Виктор энергично поводил загорелыми плечами, ступил на мелководье и, ощутив приятную свежесть воды, с разбегу бросился в её лонную зыбь. Он плыл, наслаждаясь безмолвием и вековечным миром. Небо и вода невидимо сливались в туманном разливе реки, и Виктору казалось, что он парит в пространстве небытия.

Точка, вдруг обозначившаяся вдали, увеличивалась, и Виктор увидел странную птицу, плавно взмахивающую стреловидными крыльями. Птица летела в сторону пловца, касаясь воды. На ней спиной к Виктору сидела девушка и помогала птице махать длинными крыльями.

– Да это же лодка! – догадался Виктор.

Девушка перестала грести красными вёслами, обернулась, и утреннее солнце косыми лучами раззолотило дивное лицо и длинные, струящиеся по плечам волосы. Виктор изумился неожиданному сходству незнакомки с вымышленным идеалом, который он бережно утаивал от всего мира. Увидев пловца, девушка развернула лодку и поплыла прочь. Синяя птица счастья ускользала от Виктора, и он устремился за ней.

– Послушайте, прекрасная незнакомка! Остановитесь, пожалуйста!

– Я ищу свою куклу… Ку-у-у, – отозвался мир хрустальным звоном незнакомого голоса.

– Ваша кукла на берегу. Я нашёл её на песке и усадил на кочку.

– Вы поступили беспардонно, оставив её одну.

– Вы смеётесь надо мной? Это же кукла!

– Если вы не разглядели в кукле обнажённость женского одиночества, что вы увидите во мне?

– Скажите хотя бы ваше имя!

– Спросите у ку-уклы-ы, – лодка вошла в туманную пелену, стелившуюся местами по воде, и постепенно исчезла из вида.

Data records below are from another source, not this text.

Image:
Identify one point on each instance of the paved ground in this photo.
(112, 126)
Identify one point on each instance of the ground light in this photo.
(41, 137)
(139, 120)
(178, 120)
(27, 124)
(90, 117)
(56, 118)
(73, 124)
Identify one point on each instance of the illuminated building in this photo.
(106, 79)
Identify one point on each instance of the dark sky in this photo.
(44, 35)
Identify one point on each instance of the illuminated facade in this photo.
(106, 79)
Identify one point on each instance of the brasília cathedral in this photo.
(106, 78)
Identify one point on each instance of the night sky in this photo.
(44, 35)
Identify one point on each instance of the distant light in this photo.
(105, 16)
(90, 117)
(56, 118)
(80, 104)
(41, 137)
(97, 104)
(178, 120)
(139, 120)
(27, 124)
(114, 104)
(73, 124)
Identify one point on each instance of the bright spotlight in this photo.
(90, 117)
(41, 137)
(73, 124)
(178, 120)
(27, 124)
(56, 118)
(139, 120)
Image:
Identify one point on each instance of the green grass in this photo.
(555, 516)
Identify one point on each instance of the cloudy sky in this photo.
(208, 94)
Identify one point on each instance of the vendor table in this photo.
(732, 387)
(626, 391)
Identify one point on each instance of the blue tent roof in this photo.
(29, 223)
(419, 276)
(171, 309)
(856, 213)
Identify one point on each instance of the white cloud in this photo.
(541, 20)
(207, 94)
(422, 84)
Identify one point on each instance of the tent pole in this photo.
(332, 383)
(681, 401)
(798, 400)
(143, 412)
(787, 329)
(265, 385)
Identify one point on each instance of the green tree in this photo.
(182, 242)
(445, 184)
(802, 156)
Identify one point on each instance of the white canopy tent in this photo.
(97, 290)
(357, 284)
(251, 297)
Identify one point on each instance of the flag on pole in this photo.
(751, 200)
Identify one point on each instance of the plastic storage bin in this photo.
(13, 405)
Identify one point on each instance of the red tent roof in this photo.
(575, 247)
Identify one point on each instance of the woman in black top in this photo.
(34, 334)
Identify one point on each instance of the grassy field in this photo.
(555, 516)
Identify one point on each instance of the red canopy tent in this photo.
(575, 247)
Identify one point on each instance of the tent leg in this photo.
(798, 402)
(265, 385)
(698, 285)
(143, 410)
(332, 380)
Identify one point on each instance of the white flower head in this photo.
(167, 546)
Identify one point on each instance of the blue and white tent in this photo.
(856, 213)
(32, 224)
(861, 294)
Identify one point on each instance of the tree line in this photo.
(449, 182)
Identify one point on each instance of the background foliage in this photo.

– Вы восхитительны! – крикнул Виктор, но его слова вернулись одинокой чайкой, низколетящей и внезапно пикирующей в воду, будто она выискивала в серебре сверкающих бликов гранёные камешки рассыпанной фразы. Виктор повернул назад.

Сосны на берегу, как нахмуренные брови гиганта, сходились к песчаному оврагу, в тенях которого ещё хоронилась ночная прохлада, но косогор уже не отпускал солнце, поймав краем обрыва его золотые локоны…

Виктор вышел из воды, постоял в раздумье и зашагал к оврагу, где пряталась лесная тропинка, ведущая к каменному особняку.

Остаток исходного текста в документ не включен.